#EntrepreneurMonth: Talking African inspiration with Trevor Stuurman
Stuurman was announced as best male influencer at the 2016 Youth Influencer Awards (YIA) and winner of the Elle Style Reporter search in association with BlackBerry in 2012, when he was just 19. As a result he has already worked with top fashion magazines and retail brands with an ever-growing following.
One minute he’s snapping away at supermodels Kylie Jenner, Gigi and Bella Hadid, the next he’s awestruck at being snapped himself, meeting British Vogue’s newly appointed editor-in-chief Edward Enninful.
Little wonder as it seems he’s snapped in front of the camera just as often as he works the buttons from behind the lens.
Home: Present, past and future
Stuurman says we have to be comfortable or ‘at home’ with ourselves and each other. As he feels country borders are merely imaginary lines created to keep us apart, he loves physically crossing the border for fashion shoots across the continent.
Much of that work involves creating a space for black African bodies to be celebrated and not censored – yes censored even today. While Stuurman has a huge following on Instagram, a video he posted of the Himba tribe was removed from the platform and he was told he was lucky his account wasn’t blocked as that specific content supposedly ‘didn’t conform’ – ironic as just last year Instagram, endorsed him for the way he portrays modern Africa.
Stuurman says this experience inspired him to build more on the work and creating a space for conversation where censorship doesn’t feature. Looking to the past, Stuurman points out that black history has for the most part been written by The Other – it’s time to celebrate this. As his studies at Afda focused on visual communication, Stuurman also incorporates a sense of video and motion in his work, as life is always on the move.
Celebrating culture rather than censoring it
That’s where the Ndebele initiation rite slots in. It’s a sacred ceremony held every four years and Stuurman wanted to unpack all that it entails, because all we see in the media is that ‘so many boys died in the mountains’ so the ritual itself is feared rather than celebrated by broader society. Stuurman then juxtaposed how the male and female form is seen, as the bare-chested male body is seen as a symbol of hope while for females, the same would be hypersexualised – equality is important. This leads to the conversation on cultural appropriation.
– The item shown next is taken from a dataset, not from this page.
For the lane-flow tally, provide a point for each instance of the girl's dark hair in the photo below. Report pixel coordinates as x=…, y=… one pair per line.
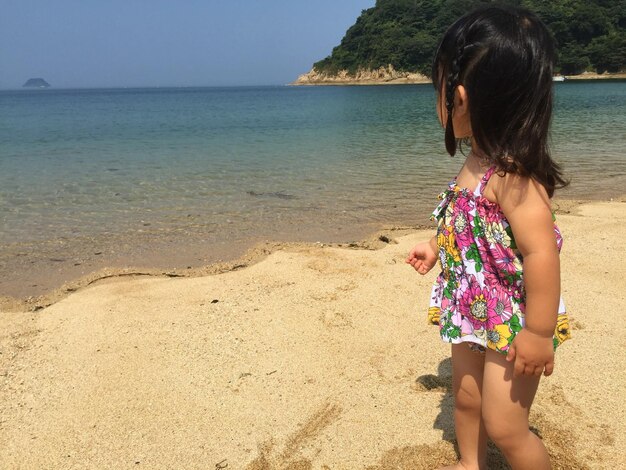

Africa itself is the biggest ghost writer and even inspired Picasso. Stuurman says his current task underlying all his work is to change the narrative. He says, “Africa has been having it and Africa is it.” We have to properly appreciate our own culture before we enter the cultural appropriation debates.
Getting personal, he shared that while his surname is ‘Stuurman’, he confessed that no one in his family actually speaks Afrikaans well, they merely inherited the name from the apartheid era. Stuurman decided to take ownership of the name as part of his culture.
Stuurman has translated this into visual representation, through the love language of traditional beads. From the traditional bracelets to the more unusual fez hats and beaded bicycles he’s designed, he believes that Africans are strong consumers of luxury. He also wants to change the perception that in Africa we’re all about crafts and not design. Just think of all the weaving and beading that goes on here. Think about how much emphasis is put on a swing tag from Europe – there’s a big imbalance there. That’s why Stuurman says we need to restore African pride and identity.
Africa is not just about aesthetics, it is also about beliefs and sharing and bringing a vision to life.
Through this project, Stuurman explained that a bicycle is representative of the continent as Africans do so with their own energy, without any additional ‘engine power’ – he didn’t work alone on the piece, though.
As a result of the help and support he received, he’s going back to those ingrained African values of the daily practice of being kind to each other and empowering and boosting others where you can so we can rise and grow together. The space is so saturated that few actually make it, said Stuurman, and there’s huge importance in protecting and preserving culture.
Stuurman concluded that as Africans, our greatest wealth is not our minerals but in understanding who we are.